A local doctor is criticising both East Dunbartonshire Council and the police for failing to deal with his claims relating to fire safety.
Dr Alan McManus was first alerted to the problem while walking his dog on the southern towpath of the Forth and Clyde Canal.
He noticed that many mature trees had been chopped down, and that a number of bonfires had been lit to dispose of the remnants.
The man, who Dr McManus approached, was using a chainsaw and claimed he was the owner of the land.
However, Alan disputes this and counter claimed telling the individual that the footpath actually crosses land owned by both the council and the Archdiocese of Glasgow, who have responsibility for the nearby St Flannans Church.
Dr McManus has had to call Scottish Fire and Rescue Service on several occassions now to extinguish fires which had been left unattended.
He said: “My calls to Police Scotland over the issue were met with the response that as no criminal act was taking place they could do nothing, but my main concerns is for public safety. A local resident I’ve spoken with, who works as a country ranger, has claimed the burning is unsafe as it appears no health and safety assessment has been carried out.
“Full-grown trees have been reduced to stumps by the canal. It’s wanton destruction and heartbreaking.
“The watch commander who attended most recently told me ‘under certain conditions this would cause a wildfire. He also said it contravenes SEPA Fire Safety regulations and the Clean Air Act with the smoke causing a nuisance’.”

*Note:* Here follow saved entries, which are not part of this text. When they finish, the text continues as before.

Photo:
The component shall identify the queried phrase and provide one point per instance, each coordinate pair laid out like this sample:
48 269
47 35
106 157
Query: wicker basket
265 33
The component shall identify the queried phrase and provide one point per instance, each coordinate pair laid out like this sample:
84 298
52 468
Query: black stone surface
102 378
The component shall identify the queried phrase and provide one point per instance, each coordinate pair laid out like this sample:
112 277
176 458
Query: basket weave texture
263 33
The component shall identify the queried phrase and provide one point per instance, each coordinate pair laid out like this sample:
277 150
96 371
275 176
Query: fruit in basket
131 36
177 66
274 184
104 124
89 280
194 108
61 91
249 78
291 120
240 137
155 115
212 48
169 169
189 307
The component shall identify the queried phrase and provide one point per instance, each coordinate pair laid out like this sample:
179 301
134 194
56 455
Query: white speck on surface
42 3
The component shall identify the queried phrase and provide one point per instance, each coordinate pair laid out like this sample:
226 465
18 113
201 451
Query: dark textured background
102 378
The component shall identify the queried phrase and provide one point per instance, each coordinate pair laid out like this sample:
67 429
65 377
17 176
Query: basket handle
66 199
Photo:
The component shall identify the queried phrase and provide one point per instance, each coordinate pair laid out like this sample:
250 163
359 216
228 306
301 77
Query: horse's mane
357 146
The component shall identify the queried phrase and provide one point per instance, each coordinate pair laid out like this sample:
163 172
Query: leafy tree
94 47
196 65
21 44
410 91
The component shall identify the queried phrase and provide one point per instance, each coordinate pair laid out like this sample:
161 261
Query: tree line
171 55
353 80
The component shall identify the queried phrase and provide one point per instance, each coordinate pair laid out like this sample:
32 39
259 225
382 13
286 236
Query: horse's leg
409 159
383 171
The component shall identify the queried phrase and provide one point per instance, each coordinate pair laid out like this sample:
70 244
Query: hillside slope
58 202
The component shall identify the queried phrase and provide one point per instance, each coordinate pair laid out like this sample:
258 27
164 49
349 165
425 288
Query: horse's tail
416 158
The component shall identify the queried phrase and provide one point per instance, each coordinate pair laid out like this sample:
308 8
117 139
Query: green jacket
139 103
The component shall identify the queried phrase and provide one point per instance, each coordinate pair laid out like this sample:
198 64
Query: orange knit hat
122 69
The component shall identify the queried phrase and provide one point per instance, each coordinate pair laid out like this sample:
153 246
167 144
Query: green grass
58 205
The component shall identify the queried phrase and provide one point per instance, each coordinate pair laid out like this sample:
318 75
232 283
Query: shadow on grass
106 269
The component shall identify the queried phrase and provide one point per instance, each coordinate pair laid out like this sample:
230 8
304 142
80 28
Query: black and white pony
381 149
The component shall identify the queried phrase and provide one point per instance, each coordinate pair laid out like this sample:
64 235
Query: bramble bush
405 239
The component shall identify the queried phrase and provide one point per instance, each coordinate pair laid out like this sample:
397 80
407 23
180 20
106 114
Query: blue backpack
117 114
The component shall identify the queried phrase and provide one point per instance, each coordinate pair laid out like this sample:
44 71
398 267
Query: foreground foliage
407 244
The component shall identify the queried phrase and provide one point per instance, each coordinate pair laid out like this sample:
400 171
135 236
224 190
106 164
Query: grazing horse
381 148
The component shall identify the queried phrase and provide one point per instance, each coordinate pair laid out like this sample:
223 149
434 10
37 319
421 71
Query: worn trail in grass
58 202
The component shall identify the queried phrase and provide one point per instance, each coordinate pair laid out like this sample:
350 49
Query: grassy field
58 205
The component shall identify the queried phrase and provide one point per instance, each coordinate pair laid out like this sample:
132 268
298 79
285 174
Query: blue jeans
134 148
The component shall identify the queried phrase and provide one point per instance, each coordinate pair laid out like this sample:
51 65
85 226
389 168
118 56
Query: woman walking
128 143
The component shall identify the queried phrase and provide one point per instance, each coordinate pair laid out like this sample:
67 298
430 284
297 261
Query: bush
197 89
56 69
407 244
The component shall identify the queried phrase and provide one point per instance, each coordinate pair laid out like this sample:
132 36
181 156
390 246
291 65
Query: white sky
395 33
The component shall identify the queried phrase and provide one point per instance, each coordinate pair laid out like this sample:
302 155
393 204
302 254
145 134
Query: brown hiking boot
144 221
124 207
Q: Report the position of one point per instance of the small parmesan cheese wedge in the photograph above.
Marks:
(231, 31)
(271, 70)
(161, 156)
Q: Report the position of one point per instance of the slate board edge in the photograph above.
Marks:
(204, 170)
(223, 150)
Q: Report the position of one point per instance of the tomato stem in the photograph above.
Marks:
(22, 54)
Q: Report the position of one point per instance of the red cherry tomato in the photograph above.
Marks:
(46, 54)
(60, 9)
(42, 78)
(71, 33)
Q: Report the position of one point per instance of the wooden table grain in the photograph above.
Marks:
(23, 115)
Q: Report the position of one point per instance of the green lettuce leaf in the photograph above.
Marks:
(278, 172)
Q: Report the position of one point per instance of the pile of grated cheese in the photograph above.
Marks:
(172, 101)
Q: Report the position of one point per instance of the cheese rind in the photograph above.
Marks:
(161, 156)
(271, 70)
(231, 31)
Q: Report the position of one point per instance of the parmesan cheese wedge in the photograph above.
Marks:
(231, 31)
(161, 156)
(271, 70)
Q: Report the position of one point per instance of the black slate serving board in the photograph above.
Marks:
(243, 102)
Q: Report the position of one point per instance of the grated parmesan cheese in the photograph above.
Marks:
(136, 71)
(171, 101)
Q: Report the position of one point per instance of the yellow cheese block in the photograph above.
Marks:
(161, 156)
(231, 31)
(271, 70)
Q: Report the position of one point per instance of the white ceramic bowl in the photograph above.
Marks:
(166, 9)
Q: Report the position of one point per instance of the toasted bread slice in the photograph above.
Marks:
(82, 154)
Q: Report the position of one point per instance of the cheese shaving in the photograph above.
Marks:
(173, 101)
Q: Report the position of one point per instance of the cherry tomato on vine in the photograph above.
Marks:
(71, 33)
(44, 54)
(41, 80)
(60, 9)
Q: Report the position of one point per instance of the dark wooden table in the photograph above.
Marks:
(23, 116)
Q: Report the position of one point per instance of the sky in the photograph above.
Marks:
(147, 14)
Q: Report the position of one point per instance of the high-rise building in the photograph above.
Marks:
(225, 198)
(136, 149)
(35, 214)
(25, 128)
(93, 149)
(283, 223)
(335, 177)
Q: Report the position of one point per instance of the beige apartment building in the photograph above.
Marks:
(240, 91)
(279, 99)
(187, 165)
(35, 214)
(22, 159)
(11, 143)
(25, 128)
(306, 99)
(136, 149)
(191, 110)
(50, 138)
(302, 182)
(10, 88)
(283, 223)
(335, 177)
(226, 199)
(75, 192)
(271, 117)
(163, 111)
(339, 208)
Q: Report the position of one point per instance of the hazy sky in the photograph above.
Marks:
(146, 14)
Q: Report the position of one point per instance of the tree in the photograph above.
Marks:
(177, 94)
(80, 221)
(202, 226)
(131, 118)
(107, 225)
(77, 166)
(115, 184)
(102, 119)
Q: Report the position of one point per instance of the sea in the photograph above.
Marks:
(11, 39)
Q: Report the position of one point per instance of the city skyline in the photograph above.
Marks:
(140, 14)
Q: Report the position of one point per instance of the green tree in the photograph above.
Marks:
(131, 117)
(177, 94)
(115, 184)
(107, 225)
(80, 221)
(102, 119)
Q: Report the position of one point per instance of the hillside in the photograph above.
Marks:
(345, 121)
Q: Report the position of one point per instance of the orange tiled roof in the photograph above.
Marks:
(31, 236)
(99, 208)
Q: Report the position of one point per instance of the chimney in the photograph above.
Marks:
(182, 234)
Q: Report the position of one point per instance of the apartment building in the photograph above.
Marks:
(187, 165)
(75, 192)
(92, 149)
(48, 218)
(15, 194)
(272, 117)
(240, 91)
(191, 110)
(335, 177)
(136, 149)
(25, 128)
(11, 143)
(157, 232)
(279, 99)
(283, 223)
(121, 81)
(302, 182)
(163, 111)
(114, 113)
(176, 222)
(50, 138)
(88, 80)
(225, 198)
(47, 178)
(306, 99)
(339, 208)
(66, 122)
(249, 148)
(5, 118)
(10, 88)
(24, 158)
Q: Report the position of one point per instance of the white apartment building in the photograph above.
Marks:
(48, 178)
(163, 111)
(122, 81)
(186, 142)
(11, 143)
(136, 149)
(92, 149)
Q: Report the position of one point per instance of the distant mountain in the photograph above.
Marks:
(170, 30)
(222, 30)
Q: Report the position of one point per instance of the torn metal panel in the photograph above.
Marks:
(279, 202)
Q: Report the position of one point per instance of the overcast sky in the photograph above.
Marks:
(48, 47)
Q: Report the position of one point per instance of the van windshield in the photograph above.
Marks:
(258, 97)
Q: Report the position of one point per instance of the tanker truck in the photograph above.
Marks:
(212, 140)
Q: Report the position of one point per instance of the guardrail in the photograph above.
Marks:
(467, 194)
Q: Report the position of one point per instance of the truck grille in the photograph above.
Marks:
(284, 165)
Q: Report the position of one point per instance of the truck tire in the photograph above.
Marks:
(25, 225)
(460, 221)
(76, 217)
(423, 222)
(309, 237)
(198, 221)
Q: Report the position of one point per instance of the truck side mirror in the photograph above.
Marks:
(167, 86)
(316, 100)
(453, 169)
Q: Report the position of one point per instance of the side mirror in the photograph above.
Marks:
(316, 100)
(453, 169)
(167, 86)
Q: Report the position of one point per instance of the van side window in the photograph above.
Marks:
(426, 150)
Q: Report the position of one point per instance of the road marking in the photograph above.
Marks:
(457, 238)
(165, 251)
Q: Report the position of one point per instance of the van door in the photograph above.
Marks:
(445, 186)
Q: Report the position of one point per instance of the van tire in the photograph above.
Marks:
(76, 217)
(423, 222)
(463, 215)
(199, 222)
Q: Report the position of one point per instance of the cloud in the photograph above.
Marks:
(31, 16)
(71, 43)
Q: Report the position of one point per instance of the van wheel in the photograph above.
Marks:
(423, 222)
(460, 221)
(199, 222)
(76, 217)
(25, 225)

Alan maintains that the huge plumes of smoke created are a direct risk to the elderly residents at Bield Housing next door, as well as those living in the new flats adjacent to St Flannans Church.

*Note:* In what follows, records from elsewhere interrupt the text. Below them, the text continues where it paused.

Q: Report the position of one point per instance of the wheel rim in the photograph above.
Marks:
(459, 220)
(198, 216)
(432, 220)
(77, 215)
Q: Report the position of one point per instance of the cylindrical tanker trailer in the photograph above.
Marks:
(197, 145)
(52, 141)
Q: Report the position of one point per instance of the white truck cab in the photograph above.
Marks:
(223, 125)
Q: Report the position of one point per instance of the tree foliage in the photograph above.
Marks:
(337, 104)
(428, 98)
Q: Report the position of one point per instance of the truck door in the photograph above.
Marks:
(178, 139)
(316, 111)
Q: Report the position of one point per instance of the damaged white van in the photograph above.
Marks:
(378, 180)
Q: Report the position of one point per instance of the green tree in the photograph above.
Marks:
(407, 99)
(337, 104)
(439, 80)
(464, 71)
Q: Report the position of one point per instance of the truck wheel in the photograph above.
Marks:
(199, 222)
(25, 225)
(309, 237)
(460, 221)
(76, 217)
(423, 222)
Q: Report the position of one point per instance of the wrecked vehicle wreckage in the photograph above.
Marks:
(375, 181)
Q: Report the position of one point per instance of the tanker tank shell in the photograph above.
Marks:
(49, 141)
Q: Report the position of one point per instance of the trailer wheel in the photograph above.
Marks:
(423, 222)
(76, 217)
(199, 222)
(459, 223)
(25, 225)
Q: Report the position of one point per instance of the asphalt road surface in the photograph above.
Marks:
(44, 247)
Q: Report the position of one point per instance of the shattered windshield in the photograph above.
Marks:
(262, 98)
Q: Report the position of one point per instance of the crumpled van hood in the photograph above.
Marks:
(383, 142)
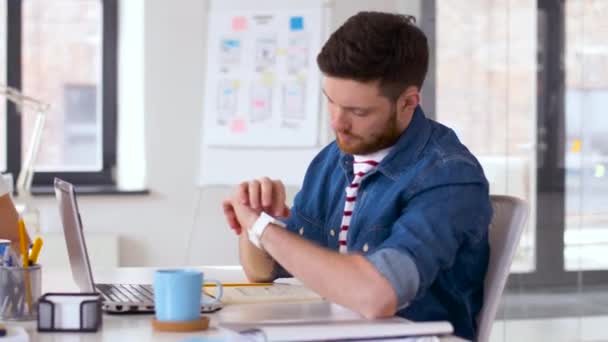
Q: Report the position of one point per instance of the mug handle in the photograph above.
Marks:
(219, 292)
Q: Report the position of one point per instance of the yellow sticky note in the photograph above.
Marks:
(268, 79)
(577, 145)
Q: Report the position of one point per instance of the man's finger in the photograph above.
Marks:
(230, 215)
(267, 193)
(254, 194)
(243, 193)
(278, 204)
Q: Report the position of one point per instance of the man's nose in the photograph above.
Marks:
(339, 120)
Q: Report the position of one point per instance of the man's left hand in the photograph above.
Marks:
(244, 214)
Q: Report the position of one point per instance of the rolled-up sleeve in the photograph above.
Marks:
(427, 236)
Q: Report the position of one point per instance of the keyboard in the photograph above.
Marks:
(126, 293)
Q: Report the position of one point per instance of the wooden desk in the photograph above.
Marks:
(138, 327)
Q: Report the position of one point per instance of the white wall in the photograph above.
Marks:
(167, 96)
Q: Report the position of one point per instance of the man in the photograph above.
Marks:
(392, 217)
(8, 214)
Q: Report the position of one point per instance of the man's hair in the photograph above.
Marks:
(373, 46)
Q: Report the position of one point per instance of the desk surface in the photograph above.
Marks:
(138, 327)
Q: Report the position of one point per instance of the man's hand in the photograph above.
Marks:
(259, 195)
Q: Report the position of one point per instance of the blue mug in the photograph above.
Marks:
(177, 294)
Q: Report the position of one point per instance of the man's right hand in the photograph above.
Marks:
(261, 194)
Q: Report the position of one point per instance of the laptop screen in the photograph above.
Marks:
(74, 236)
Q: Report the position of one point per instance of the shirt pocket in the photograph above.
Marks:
(309, 228)
(369, 240)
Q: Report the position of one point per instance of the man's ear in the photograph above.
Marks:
(408, 100)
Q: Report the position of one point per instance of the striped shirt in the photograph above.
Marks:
(362, 165)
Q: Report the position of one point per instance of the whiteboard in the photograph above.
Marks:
(234, 146)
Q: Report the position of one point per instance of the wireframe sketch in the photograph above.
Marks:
(230, 52)
(294, 100)
(261, 102)
(227, 101)
(265, 52)
(297, 52)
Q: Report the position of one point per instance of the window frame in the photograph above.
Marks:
(109, 79)
(551, 181)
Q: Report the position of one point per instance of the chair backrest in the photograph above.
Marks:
(509, 219)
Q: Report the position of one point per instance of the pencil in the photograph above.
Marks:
(24, 254)
(238, 284)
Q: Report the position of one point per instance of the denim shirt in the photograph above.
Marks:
(421, 218)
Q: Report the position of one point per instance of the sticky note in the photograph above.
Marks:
(268, 79)
(259, 104)
(577, 145)
(239, 24)
(296, 23)
(238, 126)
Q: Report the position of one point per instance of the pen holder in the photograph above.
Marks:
(19, 291)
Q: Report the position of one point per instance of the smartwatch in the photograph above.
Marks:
(256, 231)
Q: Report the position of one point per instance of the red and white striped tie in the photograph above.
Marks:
(360, 168)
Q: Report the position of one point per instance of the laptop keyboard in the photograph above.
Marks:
(126, 293)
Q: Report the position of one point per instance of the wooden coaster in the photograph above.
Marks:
(196, 325)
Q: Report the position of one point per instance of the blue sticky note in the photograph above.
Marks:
(296, 23)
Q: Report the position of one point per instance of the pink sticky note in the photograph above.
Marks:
(238, 126)
(239, 24)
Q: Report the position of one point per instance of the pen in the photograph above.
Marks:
(24, 254)
(23, 243)
(238, 284)
(35, 250)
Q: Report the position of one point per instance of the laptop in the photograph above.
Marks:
(117, 298)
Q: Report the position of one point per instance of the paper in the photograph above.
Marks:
(271, 56)
(394, 329)
(275, 293)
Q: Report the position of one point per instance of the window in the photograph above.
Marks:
(2, 82)
(65, 55)
(524, 85)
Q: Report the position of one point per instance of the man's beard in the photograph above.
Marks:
(386, 138)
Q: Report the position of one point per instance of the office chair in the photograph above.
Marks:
(510, 215)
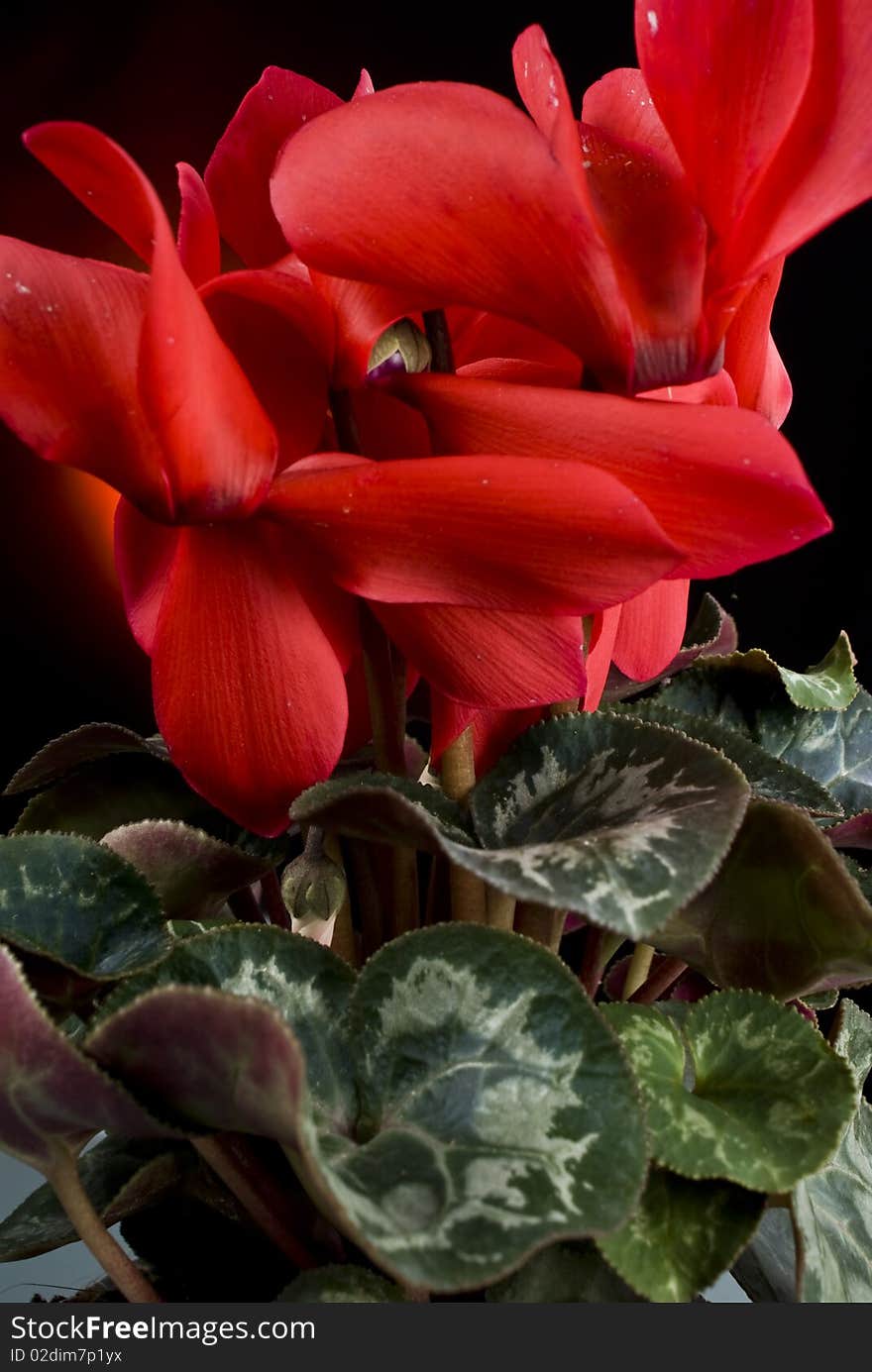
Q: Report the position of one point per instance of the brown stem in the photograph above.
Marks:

The Gazette contacted the council, fire service, police and the church for comment. A Police Scotland spokesperson said: “We have been contacted by a member of the public in connection with this matter. Enquiries are ongoing to establish if any crime has taken place.”

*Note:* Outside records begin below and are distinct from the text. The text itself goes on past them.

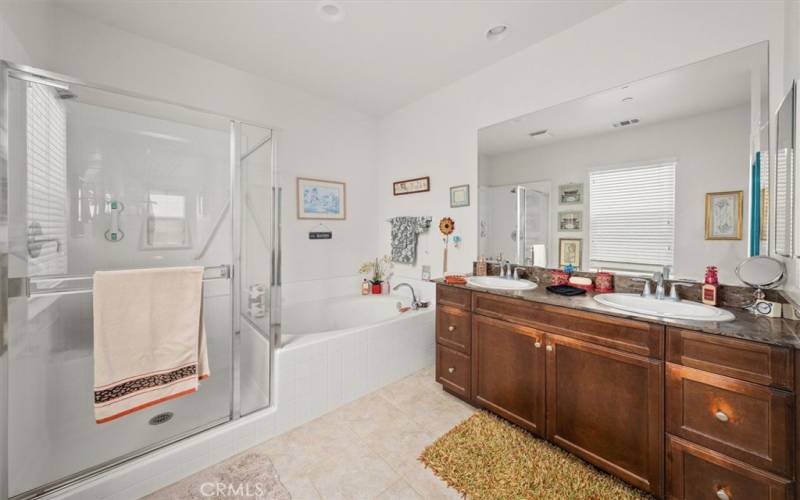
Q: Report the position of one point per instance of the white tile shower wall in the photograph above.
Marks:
(311, 379)
(437, 135)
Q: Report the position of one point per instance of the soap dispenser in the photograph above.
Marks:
(711, 286)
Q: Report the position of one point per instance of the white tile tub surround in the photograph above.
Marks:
(313, 377)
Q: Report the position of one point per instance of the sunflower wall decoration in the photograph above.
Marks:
(446, 227)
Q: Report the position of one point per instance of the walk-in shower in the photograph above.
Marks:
(97, 179)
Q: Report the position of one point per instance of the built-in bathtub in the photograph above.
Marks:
(334, 350)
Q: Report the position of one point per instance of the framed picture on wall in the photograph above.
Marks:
(459, 196)
(570, 194)
(570, 221)
(411, 186)
(724, 215)
(320, 199)
(569, 252)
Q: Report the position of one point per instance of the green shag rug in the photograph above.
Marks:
(485, 457)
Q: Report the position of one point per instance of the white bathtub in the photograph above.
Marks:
(341, 314)
(337, 349)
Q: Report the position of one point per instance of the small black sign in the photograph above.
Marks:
(320, 235)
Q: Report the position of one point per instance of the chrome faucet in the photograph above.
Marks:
(658, 279)
(415, 304)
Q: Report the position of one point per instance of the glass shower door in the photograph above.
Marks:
(99, 181)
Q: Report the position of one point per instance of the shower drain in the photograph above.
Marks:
(162, 418)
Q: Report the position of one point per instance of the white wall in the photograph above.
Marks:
(437, 135)
(792, 72)
(712, 152)
(315, 138)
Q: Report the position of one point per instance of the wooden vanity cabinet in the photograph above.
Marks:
(678, 413)
(508, 372)
(605, 406)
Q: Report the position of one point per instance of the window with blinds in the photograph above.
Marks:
(47, 181)
(632, 217)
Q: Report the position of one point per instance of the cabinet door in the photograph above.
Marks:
(606, 407)
(508, 371)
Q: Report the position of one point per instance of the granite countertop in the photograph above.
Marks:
(747, 326)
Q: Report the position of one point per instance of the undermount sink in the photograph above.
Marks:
(668, 309)
(495, 283)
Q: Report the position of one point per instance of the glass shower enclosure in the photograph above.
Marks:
(99, 179)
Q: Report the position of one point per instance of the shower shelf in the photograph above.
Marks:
(42, 286)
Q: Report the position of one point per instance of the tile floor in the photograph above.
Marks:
(368, 448)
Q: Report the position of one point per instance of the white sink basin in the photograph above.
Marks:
(668, 309)
(495, 283)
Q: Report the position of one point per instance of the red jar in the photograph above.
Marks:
(604, 282)
(559, 277)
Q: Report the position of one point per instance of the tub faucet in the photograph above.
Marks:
(415, 304)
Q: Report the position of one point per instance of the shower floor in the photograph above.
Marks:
(365, 449)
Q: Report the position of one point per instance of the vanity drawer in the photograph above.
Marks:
(452, 370)
(454, 328)
(746, 421)
(453, 297)
(742, 359)
(694, 472)
(637, 337)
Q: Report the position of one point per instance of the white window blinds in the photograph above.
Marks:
(47, 181)
(632, 217)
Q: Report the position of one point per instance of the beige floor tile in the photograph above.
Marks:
(357, 474)
(400, 490)
(301, 488)
(425, 482)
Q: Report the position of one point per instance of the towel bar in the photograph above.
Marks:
(41, 286)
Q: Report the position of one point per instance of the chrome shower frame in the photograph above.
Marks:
(23, 72)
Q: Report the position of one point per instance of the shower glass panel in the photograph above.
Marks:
(102, 181)
(255, 153)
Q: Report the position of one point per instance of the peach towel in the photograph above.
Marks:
(149, 338)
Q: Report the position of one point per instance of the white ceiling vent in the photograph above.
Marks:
(625, 123)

Our own investigations have revealed that the area of land in question may actually be a Scheduled Monument (due to the Antonine Wall). This means that potentially any works would need to be agreed in advance.
A spokesperson for Historic Environment Scotland said: “We are aware of reports of tree felling and burning within or adjacent to the Antonine Wall, a scheduled monument and World Heritage Site. Whilst tree felling on a scheduled monument does not always require scheduled monument consent, it is an offence to damage a scheduled monument through felling or other operations. We are currently undertaking actions in line with our Enforcement Policy to establish whether damage has occurred.”
Thomas Glen, the council’s Depute Chief Executive - Place, Neighbourhood and Corporate Assets, said: “The council has been contacted by a member of the public as regards this area of land. We are currently investigating, while liaising with colleagues at Police Scotland and Scottish Fire & Rescue.”